C’est pourquoi, selon Max Fragnière, président de la section fribourgeoise, «la motion initialement formulée apportait une sécurité aux paysans. Le risque de cette initiative est de mener à un changement négatif de la loi fédérale. On aurait dû demander bien plus, pour espérer au moins un minimum.» Selon le syndicat, cet amendement met en péril un marché déjà extrêmement fragilisé: «Le Conseil d’Etat avait pourtant un message clair, déplore Paul Ecoffey, agriculteur et membre d’Uniterre. Il y a des êtres humains au bout de la corde, des paysans qui n’en peuvent plus, mais personne ne veut intervenir.»

S’il est confirmé que l’Interprofession du lait (qui regroupe les acteurs importants de l’industrie laitière en Suisse) était présente aux discussions de la commission, les députés réfutent en revanche avoir subi une pression de leur part dans leur décision.

Des données irréalistes

Le député PDC, président de la commission et producteur de lait Christian Ducotterd était en faveur de cette modification. Il explique que les durées initialement proposées étaient irréalistes: «On demande ce qu’on a la chance d’obtenir. On n’est pas en mesure de négocier avec les Chambres fédérales: tout ce qu’on peut faire, c’est proposer quelque chose qui tient la route.» Et de rappeler que le point positif de l’initiative était aussi de consacrer la liberté de livrer ou non du lait dans le secteur mondial.

Du côté des acheteurs et transformateurs de lait, on affirme être conscient des difficultés rencontrées par les producteurs ces dernières années. Le secrétaire général du transformateur Cremo, Thomas Zwald, considère toutefois que des efforts ont déjà été fournis: «Des améliorations ont été apportées, notamment au niveau des contrats types établis par l’Interprofession du lait. Ceux-ci exigent une plus grande transparence et une meilleure prévision des prix.» Pour lui, les contraintes imposées par l’initiative sont trop importantes, et incompatibles avec la réalité du marché: «Ce sont des décisions qui doivent être prises entre les acteurs de la filière.
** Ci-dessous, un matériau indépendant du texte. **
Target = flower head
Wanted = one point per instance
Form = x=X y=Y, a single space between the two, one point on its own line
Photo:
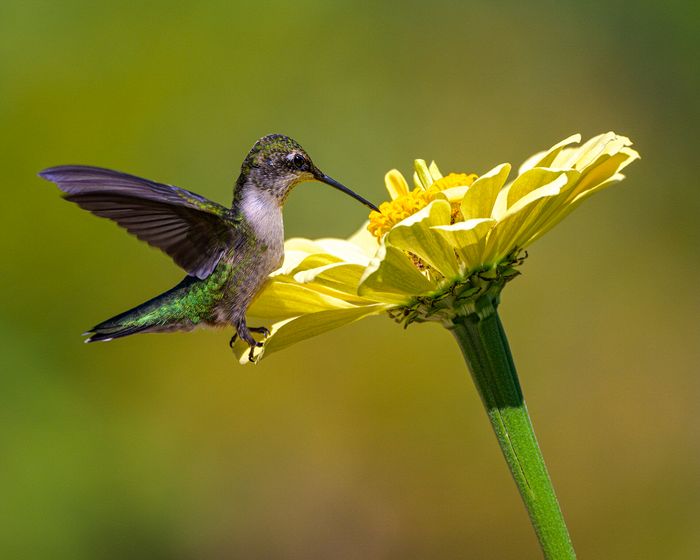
x=432 y=252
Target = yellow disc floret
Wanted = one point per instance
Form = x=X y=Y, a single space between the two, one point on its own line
x=405 y=205
x=453 y=180
x=392 y=212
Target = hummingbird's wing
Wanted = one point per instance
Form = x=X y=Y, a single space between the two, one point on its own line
x=194 y=231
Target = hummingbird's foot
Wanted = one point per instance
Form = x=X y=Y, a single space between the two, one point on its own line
x=251 y=354
x=245 y=332
x=260 y=330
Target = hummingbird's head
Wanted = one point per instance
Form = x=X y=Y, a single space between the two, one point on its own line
x=276 y=164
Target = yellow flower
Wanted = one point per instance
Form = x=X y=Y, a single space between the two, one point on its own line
x=432 y=252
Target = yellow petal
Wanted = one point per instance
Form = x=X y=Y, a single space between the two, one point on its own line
x=467 y=238
x=288 y=332
x=546 y=158
x=279 y=300
x=422 y=177
x=480 y=198
x=414 y=235
x=516 y=222
x=434 y=171
x=392 y=278
x=395 y=184
x=344 y=277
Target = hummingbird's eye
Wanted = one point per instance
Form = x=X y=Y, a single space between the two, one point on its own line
x=299 y=162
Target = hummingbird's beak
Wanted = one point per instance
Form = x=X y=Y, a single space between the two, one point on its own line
x=335 y=184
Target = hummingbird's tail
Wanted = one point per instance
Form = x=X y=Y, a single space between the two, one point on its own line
x=168 y=311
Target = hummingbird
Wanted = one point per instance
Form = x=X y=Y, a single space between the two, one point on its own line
x=227 y=253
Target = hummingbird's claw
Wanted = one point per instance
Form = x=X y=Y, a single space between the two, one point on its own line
x=260 y=330
x=251 y=354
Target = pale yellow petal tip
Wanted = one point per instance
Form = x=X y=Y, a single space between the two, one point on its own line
x=395 y=183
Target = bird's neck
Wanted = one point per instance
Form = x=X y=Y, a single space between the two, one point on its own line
x=263 y=212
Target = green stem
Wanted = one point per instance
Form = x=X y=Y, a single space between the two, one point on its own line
x=483 y=341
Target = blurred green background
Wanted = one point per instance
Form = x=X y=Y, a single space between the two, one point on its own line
x=368 y=442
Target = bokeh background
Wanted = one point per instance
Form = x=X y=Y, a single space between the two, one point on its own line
x=368 y=442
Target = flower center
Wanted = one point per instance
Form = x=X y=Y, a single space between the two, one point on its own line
x=453 y=180
x=392 y=212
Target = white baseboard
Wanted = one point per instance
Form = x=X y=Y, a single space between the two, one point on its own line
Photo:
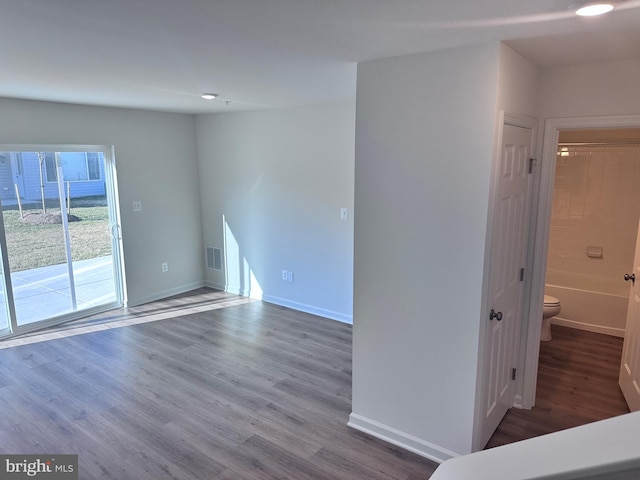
x=321 y=312
x=401 y=439
x=616 y=332
x=283 y=302
x=165 y=294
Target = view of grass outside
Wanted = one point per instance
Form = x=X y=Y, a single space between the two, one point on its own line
x=33 y=245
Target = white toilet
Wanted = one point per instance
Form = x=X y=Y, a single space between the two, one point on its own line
x=551 y=309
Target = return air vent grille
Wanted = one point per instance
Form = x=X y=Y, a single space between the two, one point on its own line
x=214 y=258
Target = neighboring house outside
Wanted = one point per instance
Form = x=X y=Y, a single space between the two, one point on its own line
x=84 y=171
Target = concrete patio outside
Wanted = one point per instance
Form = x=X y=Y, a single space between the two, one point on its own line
x=44 y=292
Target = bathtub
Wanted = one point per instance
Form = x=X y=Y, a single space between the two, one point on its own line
x=590 y=303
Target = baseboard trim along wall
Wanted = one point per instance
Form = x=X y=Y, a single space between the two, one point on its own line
x=589 y=327
x=400 y=439
x=321 y=312
x=165 y=294
x=283 y=302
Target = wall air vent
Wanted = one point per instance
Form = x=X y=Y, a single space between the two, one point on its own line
x=214 y=258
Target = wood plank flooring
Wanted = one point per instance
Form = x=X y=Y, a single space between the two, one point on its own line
x=250 y=391
x=577 y=384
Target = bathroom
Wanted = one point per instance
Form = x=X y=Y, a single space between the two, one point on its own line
x=593 y=230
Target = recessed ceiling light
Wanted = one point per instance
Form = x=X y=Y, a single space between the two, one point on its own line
x=593 y=9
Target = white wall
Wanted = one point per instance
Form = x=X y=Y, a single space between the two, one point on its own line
x=424 y=148
x=156 y=163
x=590 y=90
x=279 y=179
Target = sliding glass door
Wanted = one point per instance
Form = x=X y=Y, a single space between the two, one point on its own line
x=59 y=235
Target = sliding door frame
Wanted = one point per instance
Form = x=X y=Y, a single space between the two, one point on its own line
x=111 y=191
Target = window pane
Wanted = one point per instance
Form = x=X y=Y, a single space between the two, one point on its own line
x=93 y=165
x=74 y=166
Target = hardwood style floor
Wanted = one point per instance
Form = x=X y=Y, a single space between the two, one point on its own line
x=577 y=384
x=184 y=389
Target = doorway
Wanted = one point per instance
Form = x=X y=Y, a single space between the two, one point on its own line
x=551 y=138
x=59 y=236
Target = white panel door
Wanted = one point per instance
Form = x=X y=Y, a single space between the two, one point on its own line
x=630 y=365
x=506 y=285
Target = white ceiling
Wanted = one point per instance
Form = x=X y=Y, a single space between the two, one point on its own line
x=160 y=54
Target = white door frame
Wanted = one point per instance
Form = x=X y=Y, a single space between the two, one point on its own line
x=541 y=234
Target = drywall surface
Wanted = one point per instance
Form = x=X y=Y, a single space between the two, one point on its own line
x=156 y=163
x=590 y=90
x=424 y=149
x=273 y=184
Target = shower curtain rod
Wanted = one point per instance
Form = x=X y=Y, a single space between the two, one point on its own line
x=599 y=144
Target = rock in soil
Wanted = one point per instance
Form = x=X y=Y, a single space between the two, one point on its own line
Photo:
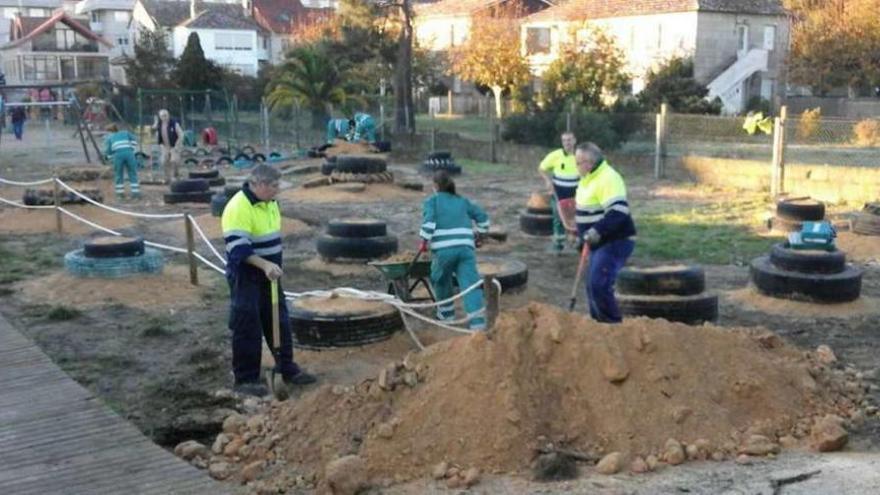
x=346 y=475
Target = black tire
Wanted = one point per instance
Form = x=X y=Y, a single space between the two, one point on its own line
x=113 y=247
x=204 y=174
x=442 y=155
x=230 y=191
x=328 y=167
x=190 y=197
x=536 y=224
x=672 y=280
x=317 y=331
x=357 y=227
x=362 y=248
x=360 y=164
x=692 y=310
x=218 y=203
x=816 y=287
x=189 y=185
x=812 y=261
x=513 y=274
x=801 y=209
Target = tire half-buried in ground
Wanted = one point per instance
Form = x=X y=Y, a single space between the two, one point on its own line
x=678 y=280
x=817 y=287
x=692 y=310
x=113 y=247
x=356 y=248
x=321 y=323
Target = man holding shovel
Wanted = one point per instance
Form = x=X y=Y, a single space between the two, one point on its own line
x=605 y=225
x=561 y=177
x=252 y=231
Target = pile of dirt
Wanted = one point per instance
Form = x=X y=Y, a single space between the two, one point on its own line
x=549 y=379
x=751 y=298
x=859 y=247
x=169 y=290
x=371 y=194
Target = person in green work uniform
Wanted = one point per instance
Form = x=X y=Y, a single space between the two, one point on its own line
x=252 y=231
x=561 y=178
x=605 y=224
x=447 y=228
x=120 y=147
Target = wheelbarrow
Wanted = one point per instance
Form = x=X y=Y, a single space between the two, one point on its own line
x=404 y=276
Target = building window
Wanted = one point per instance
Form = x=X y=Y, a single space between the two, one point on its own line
x=233 y=41
x=769 y=37
x=537 y=41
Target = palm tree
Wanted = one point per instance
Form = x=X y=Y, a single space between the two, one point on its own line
x=308 y=78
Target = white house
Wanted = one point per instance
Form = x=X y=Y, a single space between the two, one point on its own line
x=739 y=47
x=228 y=33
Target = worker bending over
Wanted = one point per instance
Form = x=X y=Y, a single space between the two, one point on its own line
x=605 y=224
x=447 y=227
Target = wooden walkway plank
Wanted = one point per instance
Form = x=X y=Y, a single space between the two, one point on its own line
x=56 y=437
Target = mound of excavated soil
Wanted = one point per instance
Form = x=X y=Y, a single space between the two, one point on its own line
x=548 y=376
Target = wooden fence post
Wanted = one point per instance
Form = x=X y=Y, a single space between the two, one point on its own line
x=190 y=250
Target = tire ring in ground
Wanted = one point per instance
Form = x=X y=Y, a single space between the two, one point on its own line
x=364 y=248
x=218 y=204
x=317 y=332
x=536 y=224
x=189 y=185
x=204 y=174
x=192 y=197
x=360 y=164
x=77 y=264
x=867 y=224
x=113 y=247
x=801 y=210
x=692 y=310
x=357 y=227
x=815 y=287
x=659 y=281
x=794 y=260
x=513 y=275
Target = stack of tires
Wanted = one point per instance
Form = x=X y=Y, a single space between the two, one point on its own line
x=792 y=212
x=113 y=257
x=675 y=293
x=440 y=160
x=315 y=327
x=537 y=218
x=809 y=275
x=868 y=220
x=356 y=240
x=219 y=200
x=189 y=191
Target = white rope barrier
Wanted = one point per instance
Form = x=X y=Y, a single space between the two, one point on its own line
x=117 y=210
x=25 y=184
x=27 y=207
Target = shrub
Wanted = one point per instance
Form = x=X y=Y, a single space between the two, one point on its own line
x=808 y=124
x=867 y=132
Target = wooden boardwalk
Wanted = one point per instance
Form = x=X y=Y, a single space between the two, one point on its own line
x=56 y=437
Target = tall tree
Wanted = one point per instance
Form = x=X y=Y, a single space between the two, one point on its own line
x=193 y=70
x=152 y=63
x=491 y=55
x=587 y=72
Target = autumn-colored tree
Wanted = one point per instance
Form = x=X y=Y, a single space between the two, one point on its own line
x=587 y=72
x=835 y=43
x=491 y=55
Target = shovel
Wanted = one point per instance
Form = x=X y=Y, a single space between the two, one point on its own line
x=276 y=380
x=585 y=254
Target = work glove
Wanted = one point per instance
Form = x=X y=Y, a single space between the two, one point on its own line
x=592 y=237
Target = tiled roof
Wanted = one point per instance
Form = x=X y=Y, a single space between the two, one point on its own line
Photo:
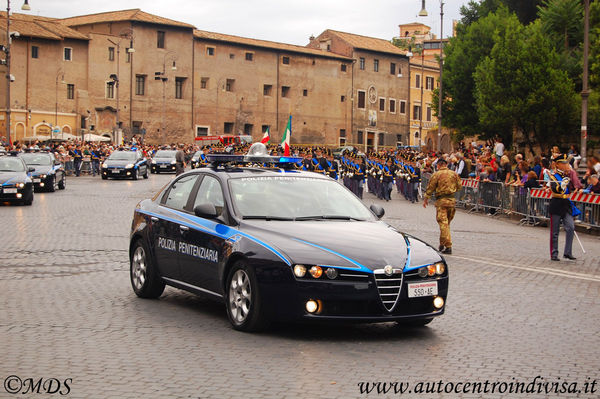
x=265 y=44
x=124 y=15
x=368 y=43
x=40 y=27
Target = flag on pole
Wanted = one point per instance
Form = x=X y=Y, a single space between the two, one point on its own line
x=266 y=137
x=285 y=141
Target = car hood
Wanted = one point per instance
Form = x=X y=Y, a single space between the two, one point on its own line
x=364 y=245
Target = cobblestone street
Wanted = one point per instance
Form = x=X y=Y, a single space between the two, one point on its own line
x=68 y=311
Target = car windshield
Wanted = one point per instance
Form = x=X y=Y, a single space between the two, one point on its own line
x=37 y=159
x=294 y=198
x=11 y=165
x=164 y=154
x=122 y=156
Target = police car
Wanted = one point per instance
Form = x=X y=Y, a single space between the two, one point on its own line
x=15 y=181
x=281 y=244
x=128 y=164
x=163 y=161
x=48 y=174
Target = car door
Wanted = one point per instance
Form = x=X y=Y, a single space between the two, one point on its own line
x=204 y=247
x=168 y=225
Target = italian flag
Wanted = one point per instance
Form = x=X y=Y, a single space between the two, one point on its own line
x=285 y=141
x=266 y=137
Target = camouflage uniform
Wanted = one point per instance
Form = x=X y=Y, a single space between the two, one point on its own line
x=444 y=183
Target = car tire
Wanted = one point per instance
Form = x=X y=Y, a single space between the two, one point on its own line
x=62 y=184
x=245 y=308
x=145 y=281
x=414 y=323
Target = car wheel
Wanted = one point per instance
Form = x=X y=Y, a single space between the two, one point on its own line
x=414 y=323
x=242 y=299
x=52 y=184
x=145 y=280
x=62 y=184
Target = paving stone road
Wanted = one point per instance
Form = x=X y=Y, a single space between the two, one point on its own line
x=68 y=312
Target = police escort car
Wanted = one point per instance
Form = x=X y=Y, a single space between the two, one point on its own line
x=163 y=161
x=48 y=174
x=128 y=164
x=15 y=180
x=281 y=244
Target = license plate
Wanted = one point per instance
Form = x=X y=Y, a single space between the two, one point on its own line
x=416 y=290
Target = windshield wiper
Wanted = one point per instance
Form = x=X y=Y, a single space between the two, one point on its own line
x=328 y=217
x=258 y=217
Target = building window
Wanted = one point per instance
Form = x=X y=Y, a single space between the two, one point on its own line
x=70 y=91
x=229 y=84
x=429 y=82
x=110 y=89
x=140 y=85
x=361 y=99
x=402 y=107
x=417 y=112
x=179 y=87
x=160 y=39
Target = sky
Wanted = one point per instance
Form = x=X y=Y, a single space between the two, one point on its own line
x=287 y=21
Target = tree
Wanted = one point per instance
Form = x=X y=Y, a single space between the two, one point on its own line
x=521 y=85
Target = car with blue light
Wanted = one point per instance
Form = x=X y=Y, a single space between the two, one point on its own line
x=49 y=174
x=16 y=185
x=279 y=244
x=129 y=164
x=163 y=162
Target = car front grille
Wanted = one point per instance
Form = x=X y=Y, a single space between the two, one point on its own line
x=389 y=287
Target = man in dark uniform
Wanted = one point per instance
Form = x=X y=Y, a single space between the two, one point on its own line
x=561 y=208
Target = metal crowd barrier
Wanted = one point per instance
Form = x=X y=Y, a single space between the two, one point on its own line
x=497 y=198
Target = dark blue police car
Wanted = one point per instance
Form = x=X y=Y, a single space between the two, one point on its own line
x=279 y=244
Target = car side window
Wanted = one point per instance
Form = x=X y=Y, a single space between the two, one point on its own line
x=210 y=192
x=179 y=192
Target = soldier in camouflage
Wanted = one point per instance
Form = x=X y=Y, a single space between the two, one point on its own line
x=444 y=183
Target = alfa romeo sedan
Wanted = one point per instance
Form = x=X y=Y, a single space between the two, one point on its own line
x=277 y=244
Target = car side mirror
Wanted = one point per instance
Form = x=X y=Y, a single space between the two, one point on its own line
x=377 y=210
x=206 y=211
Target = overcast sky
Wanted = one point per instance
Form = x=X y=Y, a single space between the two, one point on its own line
x=288 y=21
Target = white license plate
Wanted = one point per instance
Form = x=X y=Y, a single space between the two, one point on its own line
x=428 y=288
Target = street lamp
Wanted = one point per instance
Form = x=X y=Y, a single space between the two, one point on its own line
x=6 y=49
x=423 y=13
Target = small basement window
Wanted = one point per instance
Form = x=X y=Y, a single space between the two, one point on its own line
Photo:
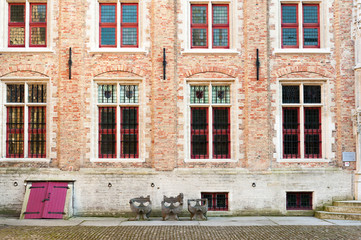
x=299 y=201
x=216 y=201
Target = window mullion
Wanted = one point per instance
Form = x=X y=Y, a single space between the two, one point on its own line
x=26 y=122
x=27 y=24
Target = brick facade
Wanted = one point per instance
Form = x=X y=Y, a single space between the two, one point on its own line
x=164 y=115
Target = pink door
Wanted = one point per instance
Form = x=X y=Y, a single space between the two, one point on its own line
x=46 y=200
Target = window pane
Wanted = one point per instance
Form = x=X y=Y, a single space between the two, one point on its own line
x=37 y=93
x=199 y=94
x=17 y=13
x=199 y=15
x=289 y=14
x=107 y=93
x=220 y=94
x=107 y=13
x=312 y=94
x=129 y=36
x=289 y=36
x=310 y=36
x=37 y=131
x=38 y=36
x=38 y=13
x=290 y=94
x=199 y=37
x=310 y=14
x=129 y=94
x=129 y=13
x=220 y=14
x=108 y=36
x=17 y=36
x=15 y=93
x=130 y=118
x=15 y=132
x=220 y=37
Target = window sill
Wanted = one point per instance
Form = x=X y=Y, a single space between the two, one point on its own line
x=26 y=50
x=129 y=160
x=210 y=160
x=119 y=50
x=211 y=51
x=303 y=160
x=302 y=51
x=24 y=160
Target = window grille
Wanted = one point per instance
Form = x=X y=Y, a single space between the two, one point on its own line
x=299 y=200
x=216 y=201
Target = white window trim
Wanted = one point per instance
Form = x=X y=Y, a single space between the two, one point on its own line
x=141 y=117
x=324 y=28
x=3 y=119
x=326 y=125
x=4 y=13
x=232 y=28
x=93 y=14
x=233 y=118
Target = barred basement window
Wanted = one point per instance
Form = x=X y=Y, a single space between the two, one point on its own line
x=301 y=117
x=118 y=124
x=217 y=201
x=25 y=120
x=210 y=121
x=299 y=200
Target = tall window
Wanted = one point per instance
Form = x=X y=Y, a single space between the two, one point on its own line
x=300 y=25
x=301 y=114
x=108 y=25
x=210 y=121
x=25 y=120
x=118 y=133
x=18 y=24
x=209 y=19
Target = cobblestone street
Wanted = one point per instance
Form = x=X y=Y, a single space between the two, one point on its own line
x=182 y=232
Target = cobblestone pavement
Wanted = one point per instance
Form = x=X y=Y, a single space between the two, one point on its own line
x=182 y=232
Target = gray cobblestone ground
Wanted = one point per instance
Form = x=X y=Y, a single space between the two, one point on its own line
x=182 y=232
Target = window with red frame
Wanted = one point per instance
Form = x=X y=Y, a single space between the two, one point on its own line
x=115 y=113
x=299 y=200
x=32 y=127
x=217 y=201
x=17 y=25
x=129 y=25
x=296 y=130
x=108 y=25
x=310 y=25
x=212 y=118
x=219 y=26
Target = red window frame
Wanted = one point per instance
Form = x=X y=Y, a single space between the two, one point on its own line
x=195 y=132
x=107 y=131
x=199 y=25
x=107 y=25
x=312 y=25
x=13 y=131
x=129 y=25
x=38 y=24
x=220 y=26
x=133 y=131
x=36 y=131
x=290 y=25
x=287 y=131
x=222 y=132
x=313 y=132
x=11 y=24
x=214 y=200
x=299 y=195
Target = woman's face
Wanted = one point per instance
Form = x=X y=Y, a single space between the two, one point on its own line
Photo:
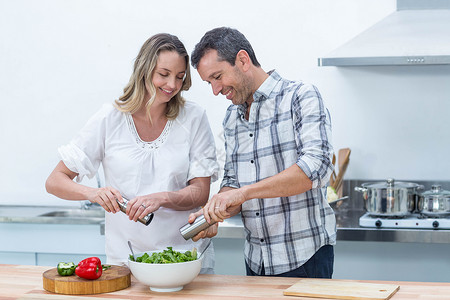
x=168 y=75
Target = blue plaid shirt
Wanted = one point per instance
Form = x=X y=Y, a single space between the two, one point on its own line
x=288 y=124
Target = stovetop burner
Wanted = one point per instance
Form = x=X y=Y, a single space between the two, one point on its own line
x=417 y=221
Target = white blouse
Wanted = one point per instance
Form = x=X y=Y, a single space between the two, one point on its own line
x=184 y=150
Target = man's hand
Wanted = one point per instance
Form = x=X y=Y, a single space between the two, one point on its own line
x=210 y=232
x=224 y=205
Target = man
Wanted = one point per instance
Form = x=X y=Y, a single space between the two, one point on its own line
x=278 y=161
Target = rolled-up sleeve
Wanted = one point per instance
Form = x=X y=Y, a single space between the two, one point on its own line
x=312 y=126
x=203 y=162
x=84 y=153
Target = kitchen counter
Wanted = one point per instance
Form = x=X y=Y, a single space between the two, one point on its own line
x=347 y=217
x=25 y=282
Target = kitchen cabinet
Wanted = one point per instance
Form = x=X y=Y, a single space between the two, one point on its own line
x=48 y=244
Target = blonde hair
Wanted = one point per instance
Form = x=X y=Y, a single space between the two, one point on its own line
x=134 y=92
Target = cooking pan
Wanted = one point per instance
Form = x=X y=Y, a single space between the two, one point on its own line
x=390 y=198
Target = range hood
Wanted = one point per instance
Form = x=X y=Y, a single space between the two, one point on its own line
x=417 y=33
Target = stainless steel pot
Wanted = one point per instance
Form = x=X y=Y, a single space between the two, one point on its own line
x=390 y=198
x=434 y=203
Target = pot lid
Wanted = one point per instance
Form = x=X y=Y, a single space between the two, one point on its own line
x=390 y=183
x=436 y=191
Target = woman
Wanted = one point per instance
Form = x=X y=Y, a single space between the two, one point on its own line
x=156 y=149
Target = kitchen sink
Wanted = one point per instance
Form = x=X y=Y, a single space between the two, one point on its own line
x=76 y=213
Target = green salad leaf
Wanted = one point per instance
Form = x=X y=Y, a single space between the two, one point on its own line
x=168 y=256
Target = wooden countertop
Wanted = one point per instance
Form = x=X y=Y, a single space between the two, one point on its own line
x=25 y=282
Une intervention de l’Etat dans le sens de l’initiative serait un retour en arrière.»

Appel à la solidarité romande

Si chacun s’accorde sur la gravité de la situation économique et psychique des producteurs de lait, ce constat s’accompagne d’une certaine résignation chez ces derniers. En proie à l’émotion ou à la colère, ils peineraient à unir leurs forces.

Il existe des organisations de défense des paysans mais «aucune faîtière assez forte pour tenir tête aux acheteurs et faire pression sur les prix d’achat du lait», analyse M. Fragnière. ­Secrétaire syndicale d’Uniterre, Berthe Darras partage cet avis: «Il faudrait tous se mettre ensemble pour mener ce combat.»

Quant à l’initiative elle-même, bien que les députés estiment qu’elle n’a que peu de chances de passer à Berne – comme toutes les initiatives cantonales –, tous espèrent, à l’image de Marie Garnier, conseillère d’Etat fribourgeoise en charge de l’agriculture, un mouvement de solidarité chez les autres cantons romands; qu’ils s’associent, d’une manière ou d’une autre, à cette initiative et au débat qui aura lieu.